Release date: 2017-05-08

Rev. 1026 to 1049

SetaPDF-Extractor Component
Feature
  • Implemented handling of invisible glyphs above visible glyphs. They are ignored now and will not trigger a word break in both Word and ExactPlain strategies.
  • Added setCleanStreamCallback() and getCleanStreamCallback() in the abstract strategy class.
  • Added SetaPDF_Extractor_ContentStreamCleaner class and implemented it as a default callback in all strategies. It allows you to clean up a content stream before it is parsed and will bring a performance boost for documents with e.g. very much vector operations.
Bugfix
  • Pass $_ignoreSpaceCharacter property in SetaPDF_Extractor_Strategy_ExactPlain to sub-instance.
Tweak
  • Optimized code in sorting functions.
SetaPDF-Core Component
Feature
  • Added setTabOrder() and getTabOrder() in SetaPDF_Core_Document_Page_Annotations class.

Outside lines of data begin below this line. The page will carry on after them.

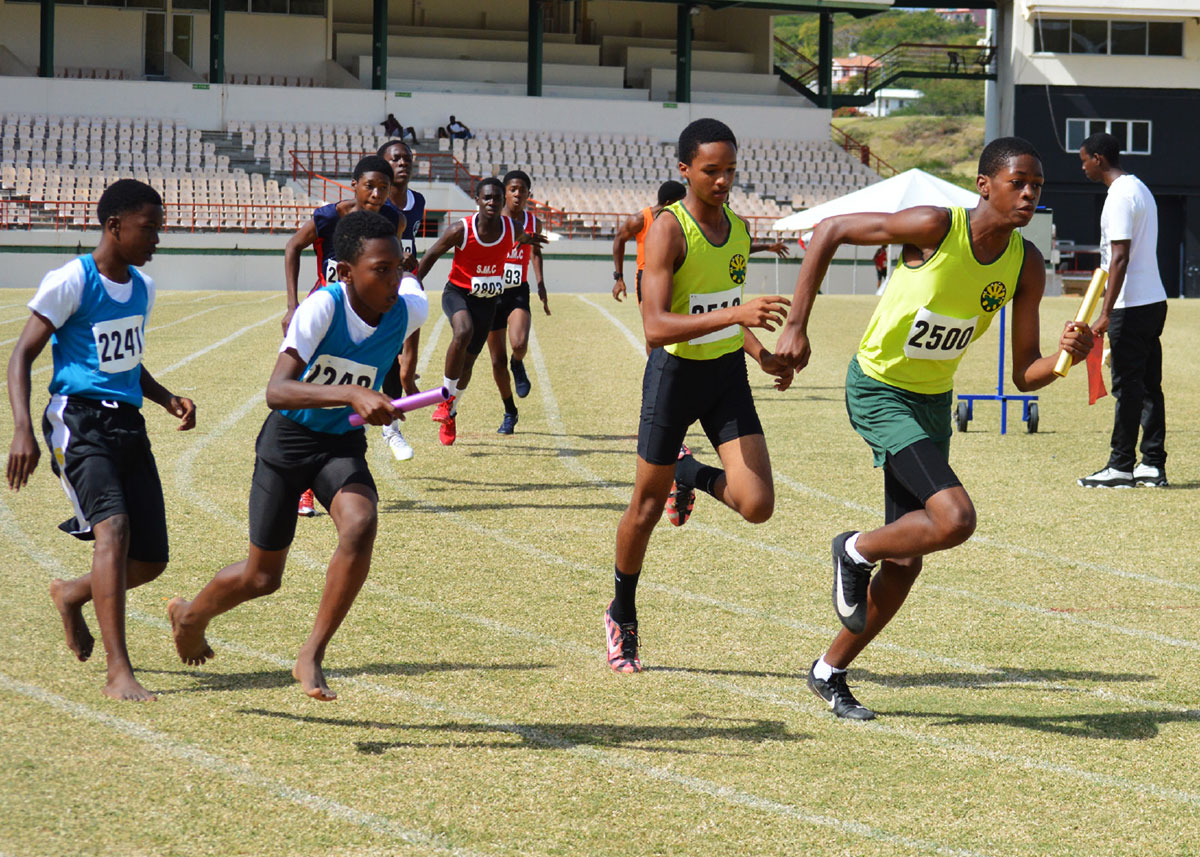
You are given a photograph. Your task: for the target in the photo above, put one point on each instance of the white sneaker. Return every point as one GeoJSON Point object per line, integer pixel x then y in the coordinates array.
{"type": "Point", "coordinates": [1108, 478]}
{"type": "Point", "coordinates": [1150, 477]}
{"type": "Point", "coordinates": [400, 448]}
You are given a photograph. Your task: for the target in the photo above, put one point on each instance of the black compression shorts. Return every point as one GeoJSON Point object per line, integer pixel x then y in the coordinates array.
{"type": "Point", "coordinates": [289, 459]}
{"type": "Point", "coordinates": [513, 299]}
{"type": "Point", "coordinates": [483, 311]}
{"type": "Point", "coordinates": [677, 391]}
{"type": "Point", "coordinates": [107, 469]}
{"type": "Point", "coordinates": [912, 475]}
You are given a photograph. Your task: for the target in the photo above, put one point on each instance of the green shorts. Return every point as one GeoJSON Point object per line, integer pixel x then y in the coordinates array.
{"type": "Point", "coordinates": [889, 418]}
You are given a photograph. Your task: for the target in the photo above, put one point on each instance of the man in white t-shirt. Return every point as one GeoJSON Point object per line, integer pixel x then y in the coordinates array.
{"type": "Point", "coordinates": [1133, 315]}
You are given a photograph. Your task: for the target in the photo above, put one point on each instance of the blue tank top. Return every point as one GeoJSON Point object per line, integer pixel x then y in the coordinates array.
{"type": "Point", "coordinates": [414, 220]}
{"type": "Point", "coordinates": [97, 351]}
{"type": "Point", "coordinates": [337, 359]}
{"type": "Point", "coordinates": [325, 220]}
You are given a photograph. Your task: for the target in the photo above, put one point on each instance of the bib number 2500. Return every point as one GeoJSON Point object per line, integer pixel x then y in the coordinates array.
{"type": "Point", "coordinates": [939, 337]}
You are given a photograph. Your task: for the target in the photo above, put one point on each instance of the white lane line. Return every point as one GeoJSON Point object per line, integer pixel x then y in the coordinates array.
{"type": "Point", "coordinates": [807, 709]}
{"type": "Point", "coordinates": [796, 485]}
{"type": "Point", "coordinates": [165, 744]}
{"type": "Point", "coordinates": [784, 479]}
{"type": "Point", "coordinates": [431, 340]}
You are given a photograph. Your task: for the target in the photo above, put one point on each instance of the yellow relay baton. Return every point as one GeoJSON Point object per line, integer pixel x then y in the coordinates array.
{"type": "Point", "coordinates": [1091, 298]}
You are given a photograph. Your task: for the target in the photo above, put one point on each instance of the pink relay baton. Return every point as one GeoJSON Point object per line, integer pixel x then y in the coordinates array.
{"type": "Point", "coordinates": [418, 400]}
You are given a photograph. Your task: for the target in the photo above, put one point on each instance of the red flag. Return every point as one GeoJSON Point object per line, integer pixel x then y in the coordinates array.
{"type": "Point", "coordinates": [1095, 372]}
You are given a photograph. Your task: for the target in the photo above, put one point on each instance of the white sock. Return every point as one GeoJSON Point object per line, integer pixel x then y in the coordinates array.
{"type": "Point", "coordinates": [822, 671]}
{"type": "Point", "coordinates": [853, 553]}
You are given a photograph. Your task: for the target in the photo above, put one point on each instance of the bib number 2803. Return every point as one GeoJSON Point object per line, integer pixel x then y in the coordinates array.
{"type": "Point", "coordinates": [118, 343]}
{"type": "Point", "coordinates": [939, 337]}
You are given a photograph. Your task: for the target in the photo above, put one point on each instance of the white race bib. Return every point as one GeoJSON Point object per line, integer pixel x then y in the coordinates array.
{"type": "Point", "coordinates": [708, 303]}
{"type": "Point", "coordinates": [514, 274]}
{"type": "Point", "coordinates": [329, 369]}
{"type": "Point", "coordinates": [118, 343]}
{"type": "Point", "coordinates": [939, 337]}
{"type": "Point", "coordinates": [487, 287]}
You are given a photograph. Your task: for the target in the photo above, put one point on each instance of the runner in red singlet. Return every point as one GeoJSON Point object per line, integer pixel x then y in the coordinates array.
{"type": "Point", "coordinates": [481, 246]}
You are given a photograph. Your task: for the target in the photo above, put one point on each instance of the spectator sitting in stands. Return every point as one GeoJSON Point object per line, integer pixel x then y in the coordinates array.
{"type": "Point", "coordinates": [457, 130]}
{"type": "Point", "coordinates": [393, 127]}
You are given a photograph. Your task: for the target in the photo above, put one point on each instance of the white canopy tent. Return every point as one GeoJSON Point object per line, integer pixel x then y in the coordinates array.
{"type": "Point", "coordinates": [903, 191]}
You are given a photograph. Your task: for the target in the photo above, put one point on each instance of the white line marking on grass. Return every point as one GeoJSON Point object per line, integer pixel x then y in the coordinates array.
{"type": "Point", "coordinates": [214, 346]}
{"type": "Point", "coordinates": [227, 769]}
{"type": "Point", "coordinates": [784, 479]}
{"type": "Point", "coordinates": [430, 342]}
{"type": "Point", "coordinates": [383, 825]}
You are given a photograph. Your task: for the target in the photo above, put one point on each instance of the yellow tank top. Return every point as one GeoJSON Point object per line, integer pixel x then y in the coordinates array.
{"type": "Point", "coordinates": [931, 312]}
{"type": "Point", "coordinates": [711, 277]}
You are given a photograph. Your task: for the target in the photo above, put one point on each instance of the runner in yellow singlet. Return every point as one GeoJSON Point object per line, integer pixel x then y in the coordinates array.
{"type": "Point", "coordinates": [959, 268]}
{"type": "Point", "coordinates": [696, 322]}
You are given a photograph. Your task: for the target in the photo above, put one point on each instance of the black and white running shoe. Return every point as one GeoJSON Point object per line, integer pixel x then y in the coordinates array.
{"type": "Point", "coordinates": [850, 580]}
{"type": "Point", "coordinates": [835, 694]}
{"type": "Point", "coordinates": [1108, 478]}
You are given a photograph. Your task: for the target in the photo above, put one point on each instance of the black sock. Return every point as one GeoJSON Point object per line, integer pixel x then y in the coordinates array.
{"type": "Point", "coordinates": [624, 607]}
{"type": "Point", "coordinates": [691, 472]}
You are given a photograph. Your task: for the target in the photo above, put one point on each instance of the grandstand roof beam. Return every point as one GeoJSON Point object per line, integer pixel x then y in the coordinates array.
{"type": "Point", "coordinates": [216, 42]}
{"type": "Point", "coordinates": [379, 45]}
{"type": "Point", "coordinates": [683, 52]}
{"type": "Point", "coordinates": [537, 34]}
{"type": "Point", "coordinates": [46, 52]}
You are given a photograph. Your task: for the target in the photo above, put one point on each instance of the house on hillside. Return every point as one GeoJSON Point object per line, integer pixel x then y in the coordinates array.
{"type": "Point", "coordinates": [1073, 67]}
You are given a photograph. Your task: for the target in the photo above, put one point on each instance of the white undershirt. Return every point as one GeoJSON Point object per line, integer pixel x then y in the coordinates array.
{"type": "Point", "coordinates": [316, 313]}
{"type": "Point", "coordinates": [60, 293]}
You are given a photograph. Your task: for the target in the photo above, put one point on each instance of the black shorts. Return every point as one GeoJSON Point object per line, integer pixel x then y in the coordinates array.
{"type": "Point", "coordinates": [513, 299]}
{"type": "Point", "coordinates": [676, 393]}
{"type": "Point", "coordinates": [912, 475]}
{"type": "Point", "coordinates": [291, 459]}
{"type": "Point", "coordinates": [483, 311]}
{"type": "Point", "coordinates": [102, 456]}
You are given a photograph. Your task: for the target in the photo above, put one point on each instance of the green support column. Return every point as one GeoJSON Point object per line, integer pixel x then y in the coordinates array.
{"type": "Point", "coordinates": [379, 46]}
{"type": "Point", "coordinates": [825, 59]}
{"type": "Point", "coordinates": [46, 55]}
{"type": "Point", "coordinates": [537, 27]}
{"type": "Point", "coordinates": [216, 42]}
{"type": "Point", "coordinates": [683, 53]}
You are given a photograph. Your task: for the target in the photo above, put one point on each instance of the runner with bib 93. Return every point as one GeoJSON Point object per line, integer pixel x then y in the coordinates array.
{"type": "Point", "coordinates": [958, 269]}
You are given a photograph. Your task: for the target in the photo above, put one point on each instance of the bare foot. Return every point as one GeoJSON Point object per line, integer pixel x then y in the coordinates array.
{"type": "Point", "coordinates": [312, 679]}
{"type": "Point", "coordinates": [79, 639]}
{"type": "Point", "coordinates": [127, 689]}
{"type": "Point", "coordinates": [190, 642]}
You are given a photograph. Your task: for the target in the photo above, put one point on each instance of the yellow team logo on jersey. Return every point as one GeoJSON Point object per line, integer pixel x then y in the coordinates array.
{"type": "Point", "coordinates": [738, 269]}
{"type": "Point", "coordinates": [993, 297]}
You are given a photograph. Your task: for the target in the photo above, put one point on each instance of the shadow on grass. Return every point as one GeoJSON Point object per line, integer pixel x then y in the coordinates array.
{"type": "Point", "coordinates": [271, 679]}
{"type": "Point", "coordinates": [1138, 725]}
{"type": "Point", "coordinates": [555, 736]}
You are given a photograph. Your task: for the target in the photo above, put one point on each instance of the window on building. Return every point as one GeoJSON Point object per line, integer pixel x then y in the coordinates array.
{"type": "Point", "coordinates": [1133, 135]}
{"type": "Point", "coordinates": [1109, 37]}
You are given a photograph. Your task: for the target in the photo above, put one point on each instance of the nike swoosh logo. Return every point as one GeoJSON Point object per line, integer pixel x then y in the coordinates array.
{"type": "Point", "coordinates": [840, 599]}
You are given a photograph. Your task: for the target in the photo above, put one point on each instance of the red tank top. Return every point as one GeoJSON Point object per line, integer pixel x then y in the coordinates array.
{"type": "Point", "coordinates": [479, 268]}
{"type": "Point", "coordinates": [516, 267]}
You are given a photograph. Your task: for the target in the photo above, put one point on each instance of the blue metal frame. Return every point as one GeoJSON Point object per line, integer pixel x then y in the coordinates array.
{"type": "Point", "coordinates": [1000, 395]}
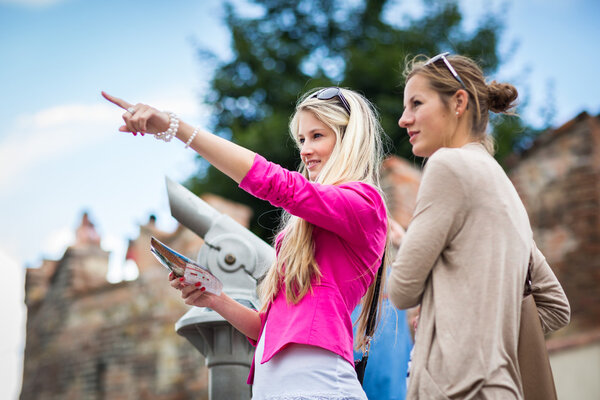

  • Added method to normalize line breaks: SetaPDF_Core_Text::normalizeLineBreaks().
  • Added SetaPDF_Core_Document::getSaveMethod() and renamed $update parameter in save() method to $saveMethod (meaning is the same as before).
  • Added support for PDF documents with invalid data before their PDF file header.
Bugfix
  • Fixed a bug which occurs if AES encryption is used while the Length value of a stream is an indirect object which is already written because of the SetaPDF_Core_Document::SAVE_METHOD_REWRITE_ALL save method.
  • Prevent "String offset cast occured" notice in abstract reader class.
  • Fixed SetaPDF_Core_Document_Destination::findByName() when name was not found.
Tweak
  • Normalizes line breaks in SetaPDF_Core_Text_Block class.
  • Check for null bytes in file names before passing them to PHP functions to prevent warnings or notices.
  • Added support for faulty objects with a generation number higher than zero in object streams.
  • Allow date strings without "D:" prefix.
Demo
  • Updated get image sizes demo to handle rotated pages correctly.